Oh I see. I don't give apple much because I've noticed it goes bad quickly. I will have a read of your site thanks. I really appreciate your help.


----------



## kez30 (Jun 15, 2008)

I've found putting food on top of vertically stacked egg crate helps keep the humidity down, I put it on a plastic food tub lid/ice cream tub lid etc.

Firedragon, that's interesting never heard anyone say feeding oranges slows them down but can't argue the point if you've done trials. A lot of people say feeding it gets them breeding better but haven't seen anyone mention they've tested the idea, nor can i find any info as to why it would improve breeding.


----------



## The Roach Hut (Mar 29, 2008)

kez30 said:


> I've found putting food on top of vertically stacked egg crate helps keep the humidity down, I put it on a plastic food tub lid/ice cream tub lid etc.
> 
> Firedragon, that's interesting never heard anyone say feeding oranges slows them down but can't argue the point if you've done trials. A lot of people say feeding it gets them breeding better but haven't seen anyone mention they've tested the idea, nor can i find any info as to why it would improve breeding.

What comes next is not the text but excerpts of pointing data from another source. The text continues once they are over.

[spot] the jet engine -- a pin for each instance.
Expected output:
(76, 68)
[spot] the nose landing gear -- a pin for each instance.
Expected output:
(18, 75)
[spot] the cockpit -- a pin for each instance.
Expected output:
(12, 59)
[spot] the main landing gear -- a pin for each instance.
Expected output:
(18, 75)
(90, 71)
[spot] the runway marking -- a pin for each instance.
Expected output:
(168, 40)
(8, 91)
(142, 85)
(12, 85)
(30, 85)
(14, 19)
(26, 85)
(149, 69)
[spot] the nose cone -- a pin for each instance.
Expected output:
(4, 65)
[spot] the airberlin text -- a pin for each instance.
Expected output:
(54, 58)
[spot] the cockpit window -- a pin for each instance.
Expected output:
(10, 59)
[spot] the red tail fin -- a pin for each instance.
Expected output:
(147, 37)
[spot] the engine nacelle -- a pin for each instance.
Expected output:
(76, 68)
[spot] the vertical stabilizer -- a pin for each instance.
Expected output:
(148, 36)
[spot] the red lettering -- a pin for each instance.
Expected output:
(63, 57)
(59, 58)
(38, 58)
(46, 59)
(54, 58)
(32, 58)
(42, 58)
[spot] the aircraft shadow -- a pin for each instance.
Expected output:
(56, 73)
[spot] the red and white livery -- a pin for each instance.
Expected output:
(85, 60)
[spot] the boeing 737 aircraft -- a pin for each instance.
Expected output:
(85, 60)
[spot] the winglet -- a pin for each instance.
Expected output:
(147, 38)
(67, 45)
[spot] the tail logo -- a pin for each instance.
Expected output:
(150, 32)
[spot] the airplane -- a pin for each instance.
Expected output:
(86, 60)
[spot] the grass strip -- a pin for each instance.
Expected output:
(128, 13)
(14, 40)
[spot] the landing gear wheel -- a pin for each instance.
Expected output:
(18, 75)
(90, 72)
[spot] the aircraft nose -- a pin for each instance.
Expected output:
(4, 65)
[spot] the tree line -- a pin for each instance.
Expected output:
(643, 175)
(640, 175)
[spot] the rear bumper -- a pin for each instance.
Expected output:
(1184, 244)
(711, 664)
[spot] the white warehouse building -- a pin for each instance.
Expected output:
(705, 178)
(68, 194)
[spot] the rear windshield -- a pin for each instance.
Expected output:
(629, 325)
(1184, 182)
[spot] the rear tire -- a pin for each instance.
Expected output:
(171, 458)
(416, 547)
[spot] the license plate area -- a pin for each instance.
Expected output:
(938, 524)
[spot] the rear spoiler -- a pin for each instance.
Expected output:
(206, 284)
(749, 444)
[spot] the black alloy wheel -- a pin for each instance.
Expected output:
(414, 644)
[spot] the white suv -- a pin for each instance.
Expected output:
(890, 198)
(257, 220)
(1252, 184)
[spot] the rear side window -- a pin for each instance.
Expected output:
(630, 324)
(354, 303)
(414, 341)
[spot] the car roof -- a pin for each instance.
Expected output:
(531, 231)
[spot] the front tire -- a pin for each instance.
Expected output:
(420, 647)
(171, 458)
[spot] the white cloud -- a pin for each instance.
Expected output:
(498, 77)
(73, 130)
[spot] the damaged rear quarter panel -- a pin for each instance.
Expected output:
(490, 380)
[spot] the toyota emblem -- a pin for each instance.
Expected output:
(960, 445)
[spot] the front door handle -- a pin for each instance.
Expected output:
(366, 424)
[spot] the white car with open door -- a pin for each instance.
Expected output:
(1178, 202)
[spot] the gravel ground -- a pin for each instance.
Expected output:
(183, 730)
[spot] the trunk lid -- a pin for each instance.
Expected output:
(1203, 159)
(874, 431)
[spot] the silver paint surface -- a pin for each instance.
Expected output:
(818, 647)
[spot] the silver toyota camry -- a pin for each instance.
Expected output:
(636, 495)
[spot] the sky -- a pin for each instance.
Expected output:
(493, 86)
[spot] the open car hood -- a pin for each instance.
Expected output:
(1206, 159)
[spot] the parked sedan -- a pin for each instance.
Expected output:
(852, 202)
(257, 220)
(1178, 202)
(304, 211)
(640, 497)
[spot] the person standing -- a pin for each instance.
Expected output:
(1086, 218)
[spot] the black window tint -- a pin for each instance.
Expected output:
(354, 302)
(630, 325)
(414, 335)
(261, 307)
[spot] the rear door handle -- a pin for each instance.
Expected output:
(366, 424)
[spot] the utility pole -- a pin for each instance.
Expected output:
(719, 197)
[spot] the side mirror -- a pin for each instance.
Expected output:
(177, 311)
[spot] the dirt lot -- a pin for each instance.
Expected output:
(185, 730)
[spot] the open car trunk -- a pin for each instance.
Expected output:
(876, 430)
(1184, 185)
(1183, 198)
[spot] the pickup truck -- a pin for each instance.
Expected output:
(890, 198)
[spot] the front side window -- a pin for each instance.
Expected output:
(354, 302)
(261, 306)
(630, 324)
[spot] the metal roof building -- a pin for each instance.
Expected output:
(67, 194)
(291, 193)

yeah like i said a lot of people will prob argue with it, i dont know if u seen our videos? but those tubs we had 3 tubs we used with our adults and they were identical tubs 3 used for oranges and 3 without now its not a scientific test but we weighed the nymphs produced every month from all 6 tubs. the tubs without oranges yielded 10% more weight, but to ensure it wasnt a fluke we ran the experiment for 6 straight months and added the figure at the end, and it still showed a 10% decrease in the tubs that were given oranges.

It is of course only our opinion and many out there would disagree with us, i can only say what we found in our experience.

And god noone called us firedragon in a while, kinda nice to hear lol


----------



## The Roach Hut (Mar 29, 2008)

kez30 said:


> I've found putting food on top of vertically stacked egg crate helps keep the humidity down, I put it on a plastic food tub lid/ice cream tub lid etc.
> 
> Firedragon, that's interesting never heard anyone say feeding oranges slows them down but can't argue the point if you've done trials. A lot of people say feeding it gets them breeding better but haven't seen anyone mention they've tested the idea, nor can i find any info as to why it would improve breeding.


and putting the food on top of crates is a valid point from kez, we do the same thing with our breeders using our 5 pot feeding tubs. it also allows more surface ares from the egg crates


----------



## Iwantone (Dec 2, 2010)

The Roach Hut said:


> and putting the food on top of crates is a valid point from kez, we do the same thing with our breeders using our 5 pot feeding tubs. it also allows more surface ares from the egg crates


What are 5 pot feeding tubs?


----------



## Iwantone (Dec 2, 2010)

kez30 said:


> I've found putting food on top of vertically stacked egg crate helps keep the humidity down, I put it on a plastic food tub lid/ice cream tub lid etc.


Thanks, I was putting it low down in the tub.


----------



## The Roach Hut (Mar 29, 2008)

Just a 5 compartment tub that we use check out the setup vids on our site


----------



## swift_wraith (Jan 4, 2009)

Iwantone said:


> What are 5 pot feeding tubs?


kinda like tool trays. Single tray with compartments. Available from most pound shops etc. Just scuff up all the edged so the roaches can climb it and youre done. Easy to use as you just lift out, wash and slap back in with more veg, dryfood, crystals etc.


----------



## Iwantone (Dec 2, 2010)

The Roach Hut said:


> Just a 5 compartment tub that we use check out the setup vids on our site


I just looked thanks. Great videos. :2thumb:



swift_wraith said:


> kinda like tool trays. Single tray with compartments. Available from most pound shops etc. Just scuff up all the edged so the roaches can climb it and youre done. Easy to use as you just lift out, wash and slap back in with more veg, dryfood, crystals etc.


Thank you.


----------